Der Abschied vom FC im Jahre 1993 verlief unschön, der Klub war in  Abstiegsgefahr geraten, es setzte laute Kritik, Littbarski wurde als Kapitän abgelöst – da kam ihm ein Angebot aus Japan  gelegen. Littbarski nahm es an und entdeckte eine neue Welt, die ihn prägen und begeistern sollte.  Allerdings scheiterte wegen seines Japan-Engagements die Ehe mit Jugendliebe Monika,  aus der zwei Töchter hervorgegangen waren. Doch Littbarski fand in Japan privat ein zweites Glück und heiratete 1996 die Japanerin Hitomi Koizumi, mit der er zwei Söhne hat.

Erinnerungen an die Nacht von Sevilla 1982

 Als Trainer ist Littbarski nach seiner aktiven Zeit viel herumgekommen: Japan, Australien, Iran, Liechtenstein gehören zu seinen Stationen, aber auch Bayer Leverkusen als Co-Trainer unter Berti Vogts 2001, der MSV Duisburg und der VfL Wolfsburg als Co- und Interimstrainer.

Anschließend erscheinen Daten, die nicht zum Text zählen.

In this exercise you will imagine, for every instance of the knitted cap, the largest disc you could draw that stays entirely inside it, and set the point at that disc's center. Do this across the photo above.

Die Ex-Klubs, die ihm am Herzen liegen – er nennt Yokohama, den FC Sydney, Wolfsburg und den FC – „verfolge ich. Dem FC wünsche ich, dass er es mit einer Mannschaft mal wieder in die Top-Drei der Liga schafft. Das hätten Klub und Fans verdient.“

Das „großartigste Spiel seiner Karriere“, sagt Littbarski, habe er im Dress der Nationalmannschaft erlebt, mit 22 Jahren im spanischen Sevilla. WM-Halbfinale 1982 gegen Frankreich, Littbarski erzielt das 1:0, ist in der Verlängerung maßgeblich an den Toren zum 2:3 und 3:3 beteiligt und schlenzt im Elfmeterschießen seinen Versuch lässig in den Winkel. „Diese Dramaturgie und dass ich dazu beigetragen habe, dass wir das Spiel doch noch gewonnen haben mit entsprechend riesigem Glücksgefühl – das hatte ich danach nie mehr, auch nicht nach dem WM-Gewinn“, sagt Littbarski.

Seinen Geburtstag will er still feiern. Er mag große Treffen mit Freunden und Verwandten nicht  – „das stresst mich“. Zu viert werden sie am Donnerstag  Sushi essen daheim in Wolfsburg – Littbarski, seine Frau und die beiden Söhne.